É agora que nós, em Portugal, nesta altura de recomeço, temos de fazer perguntas difíceis. É bem sabido que a quantidade de dinheiro disponível num ecossistema de inovação é um dos principais catalisadores do impacto da tecnologia e do desenvolvimento. E a “balança atlântica” do desenvolvimento tecnológico está claramente desequilibrada.

A pergunta que se põe é: como é que, numa realidade onde a disponibilidade de capital é reduzida, se pode inverter essa situação?

Investidores e fundos de capital de risco (i.e. investidores em startups) na Europa começam a mostrar retornos.

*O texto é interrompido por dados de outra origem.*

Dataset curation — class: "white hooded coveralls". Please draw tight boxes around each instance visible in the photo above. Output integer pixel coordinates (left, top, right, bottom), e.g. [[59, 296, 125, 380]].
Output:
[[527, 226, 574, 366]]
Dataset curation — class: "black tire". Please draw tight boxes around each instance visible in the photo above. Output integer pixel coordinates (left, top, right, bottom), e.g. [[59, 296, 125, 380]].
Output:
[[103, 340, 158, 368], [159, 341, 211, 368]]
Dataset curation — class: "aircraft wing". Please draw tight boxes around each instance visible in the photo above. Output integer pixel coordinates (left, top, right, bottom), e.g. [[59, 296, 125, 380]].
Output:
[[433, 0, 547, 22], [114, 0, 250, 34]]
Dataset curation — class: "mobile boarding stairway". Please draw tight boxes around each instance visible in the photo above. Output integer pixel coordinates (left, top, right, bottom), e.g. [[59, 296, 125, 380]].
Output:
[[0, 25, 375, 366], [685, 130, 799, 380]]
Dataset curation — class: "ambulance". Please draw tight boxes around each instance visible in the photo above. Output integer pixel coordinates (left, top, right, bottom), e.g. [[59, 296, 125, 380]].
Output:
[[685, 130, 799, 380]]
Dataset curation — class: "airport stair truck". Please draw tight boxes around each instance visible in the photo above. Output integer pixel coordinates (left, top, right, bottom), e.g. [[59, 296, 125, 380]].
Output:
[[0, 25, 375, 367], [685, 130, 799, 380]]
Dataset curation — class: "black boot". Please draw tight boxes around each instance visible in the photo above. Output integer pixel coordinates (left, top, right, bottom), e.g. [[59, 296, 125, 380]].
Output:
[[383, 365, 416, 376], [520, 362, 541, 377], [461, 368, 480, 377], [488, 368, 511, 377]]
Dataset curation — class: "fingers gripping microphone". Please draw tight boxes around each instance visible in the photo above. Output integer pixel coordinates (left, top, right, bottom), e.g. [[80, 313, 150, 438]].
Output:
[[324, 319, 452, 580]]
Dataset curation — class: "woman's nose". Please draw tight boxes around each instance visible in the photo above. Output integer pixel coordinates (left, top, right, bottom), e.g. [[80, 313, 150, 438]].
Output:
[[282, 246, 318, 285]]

Aliás, 2020 marca um ano em que a Europa deu retornos melhores que os Estados Unidos. É essencial comunicar isto e dar visibilidade aos retornos, não só financeiros, destes investimentos. É essencial mostrar a todas as partes interessadas que o capital de risco não é arriscar. É, sim, investir num ativo com potencial de retorno significativo. Mesmo investidores mais defensivos irão querer essa performance.

PUB • CONTINUE A LER A SEGUIR

As empresas inovadoras são parte integrante de um cluster de inovação que tem de ser desenvolvido. Este cluster tem de começar a ser mais e mais reconhecido como um cluster de direito por si só. Um cluster de inovação sustentável precisa de agentes especializados no ecossistema, empreendedores (experientes e inexperientes), business angels (que são, em grande parte, resultado de um historial de investimento e sucesso em desenvolvimento de tecnologia) e, também, de empresas estabelecidas com uma cultura inovadora – alimentando o ecossistema com talento e sendo os principais promotores de projetos piloto. A inovação, enquanto fator diferenciador de uma economia, não pode ser apenas um chavão ou, pior, visto como resultado de uma série de apoios a fundo perdido. Infelizmente, em Portugal, muitos dos agentes são ainda amadores. Muitos dos nossos “especialistas” são apenas teóricos. O cluster da inovação em Portugal tem de se profissionalizar.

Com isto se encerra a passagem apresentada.